Federal regulators initially balked at the road-bridge plan, and the Corps of Engineers in February of 2010 denied a key wetlands permit for construction of those facilities, concluding that the oil field could be developed without roads, using an underground pipeline system. Conoco appealed the decision.

The permit denial stalled CD-5 development for years. The Corps in December of 2011 reversed its position and issued a permit after Conoco made some plan changes and successfully argued that maintenance would be easier to accomplish on an above-ground pipeline.

In his RDC speech, Johansen characterized the road and bridge as necessary for safety.

“If something goes wrong over on the other side at CD-5 ... people getting into distress and they need medical attention, or you get a fire, or you get an oil spill, we want to be able to respond very quickly to go out there and mitigate the consequences early.” Without road links between Alpine, CD-5 and, in the future, Greater Mooses Tooth, “it’s not a safe way to continue the development,” Johansen said.

Beyond CD-5, which is expected to be producing oil by the end of 2015, Conoco hopes to extend a 7.8-mile gravel road to Greater Mooses Tooth, according to the application it filed in July with the Bureau of Land Management, which owns the land. The plan also calls for an 11.8-acre drill pad, a pipeline system and some small bridges.

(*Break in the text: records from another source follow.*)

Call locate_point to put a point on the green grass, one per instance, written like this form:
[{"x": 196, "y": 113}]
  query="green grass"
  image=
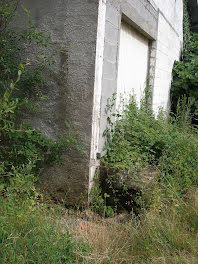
[{"x": 30, "y": 234}]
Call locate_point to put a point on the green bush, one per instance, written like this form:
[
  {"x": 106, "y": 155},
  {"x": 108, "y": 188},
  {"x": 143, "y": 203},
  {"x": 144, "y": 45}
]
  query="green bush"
[
  {"x": 139, "y": 140},
  {"x": 185, "y": 72}
]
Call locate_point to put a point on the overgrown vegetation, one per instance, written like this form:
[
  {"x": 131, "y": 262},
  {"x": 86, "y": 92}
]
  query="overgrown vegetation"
[
  {"x": 143, "y": 149},
  {"x": 185, "y": 81}
]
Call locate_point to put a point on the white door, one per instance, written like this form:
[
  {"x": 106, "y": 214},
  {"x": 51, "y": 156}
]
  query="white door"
[{"x": 132, "y": 65}]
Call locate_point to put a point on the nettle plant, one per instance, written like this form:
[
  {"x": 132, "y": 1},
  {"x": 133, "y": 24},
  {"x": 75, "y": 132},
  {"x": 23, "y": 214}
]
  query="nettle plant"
[
  {"x": 139, "y": 146},
  {"x": 185, "y": 72},
  {"x": 23, "y": 150}
]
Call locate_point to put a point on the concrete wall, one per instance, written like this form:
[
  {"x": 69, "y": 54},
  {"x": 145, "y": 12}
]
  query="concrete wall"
[
  {"x": 86, "y": 38},
  {"x": 72, "y": 25},
  {"x": 142, "y": 16},
  {"x": 168, "y": 49}
]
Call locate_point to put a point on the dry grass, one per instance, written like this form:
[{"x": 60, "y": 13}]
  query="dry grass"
[{"x": 165, "y": 236}]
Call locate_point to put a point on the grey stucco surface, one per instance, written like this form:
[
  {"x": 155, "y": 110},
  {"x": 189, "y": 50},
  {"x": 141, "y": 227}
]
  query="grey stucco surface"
[{"x": 72, "y": 25}]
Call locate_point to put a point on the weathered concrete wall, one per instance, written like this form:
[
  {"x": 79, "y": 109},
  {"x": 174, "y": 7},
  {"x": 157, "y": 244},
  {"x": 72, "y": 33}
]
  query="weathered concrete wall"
[
  {"x": 141, "y": 15},
  {"x": 86, "y": 37},
  {"x": 72, "y": 25},
  {"x": 168, "y": 49}
]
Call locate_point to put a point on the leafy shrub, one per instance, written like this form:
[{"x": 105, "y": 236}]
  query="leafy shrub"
[
  {"x": 141, "y": 141},
  {"x": 185, "y": 72}
]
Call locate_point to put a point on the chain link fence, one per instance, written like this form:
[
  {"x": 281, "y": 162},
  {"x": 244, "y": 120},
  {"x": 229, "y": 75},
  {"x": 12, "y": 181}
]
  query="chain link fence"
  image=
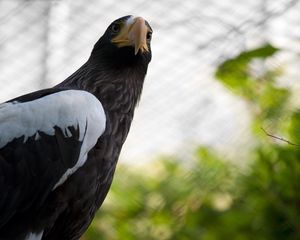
[{"x": 42, "y": 42}]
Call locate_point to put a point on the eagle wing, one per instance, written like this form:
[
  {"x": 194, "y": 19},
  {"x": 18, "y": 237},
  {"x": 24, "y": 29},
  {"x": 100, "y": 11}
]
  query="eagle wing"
[{"x": 45, "y": 136}]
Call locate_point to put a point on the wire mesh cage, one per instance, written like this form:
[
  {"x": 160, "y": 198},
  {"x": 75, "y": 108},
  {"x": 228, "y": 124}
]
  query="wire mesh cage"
[{"x": 42, "y": 42}]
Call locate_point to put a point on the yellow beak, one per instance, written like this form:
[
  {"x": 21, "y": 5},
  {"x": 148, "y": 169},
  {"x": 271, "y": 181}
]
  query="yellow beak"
[{"x": 133, "y": 33}]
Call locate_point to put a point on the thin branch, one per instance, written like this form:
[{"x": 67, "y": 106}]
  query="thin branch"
[{"x": 279, "y": 138}]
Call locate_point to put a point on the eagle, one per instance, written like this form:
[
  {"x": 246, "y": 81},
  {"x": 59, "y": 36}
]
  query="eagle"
[{"x": 59, "y": 146}]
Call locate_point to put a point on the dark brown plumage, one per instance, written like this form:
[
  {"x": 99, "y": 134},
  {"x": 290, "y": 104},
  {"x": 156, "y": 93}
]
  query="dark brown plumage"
[{"x": 114, "y": 73}]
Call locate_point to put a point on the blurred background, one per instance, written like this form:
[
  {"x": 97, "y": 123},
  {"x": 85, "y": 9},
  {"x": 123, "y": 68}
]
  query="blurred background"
[{"x": 214, "y": 149}]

Johansen said the state’s new system of low oil taxes, though not relevant to CD-5, makes Greater Mooses Tooth and additional National Petroleum Reserve development more attractive. Beyond CD-5, he said, the outlying oil prospects are economically challenging, he said.

But before Conoco moves to Greater Mooses Tooth and beyond that, perhaps, the Bear Tooth Unit, its plans for establishing CD-5 as a transportation gateway must clear a court challenge.

Two lawsuits filed earlier this year seek to overturn the wetlands-fill permit issued by the Corps to Conoco. The lawsuits, one filed by residents of the nearby Iñupiat village of Nuiqsut and the other by the Center for Biological Diversity, are scheduled for briefing in January at the U.S. District Court in Anchorage.

Environmentalists are troubled by the idea of yet another road.

“It’s a broken promise,” said Rebecca Noblin, Alaska director of the Center for Biological Diversity, recalling how Alpine -- the anchor oil field in the area -- was touted in the 1990s as a new type of roadless development.

Spreading a network of roads westward threatens the wilderness qualities of the reserve, she said. “Once we start getting roads in there, the human footprint can spread pretty quickly,” she said. “I’d like it if we could stop it at the CD-5 point.”

Gravel roads created by oil operations have caused some of the most significant industry-related environmental problems on the North Slope, according to a report on cumulative oil-industry impacts issued by the National Research Council. The roads have disrupted hydrological patterns, disturbed habitat and created dust clouds, according to the report.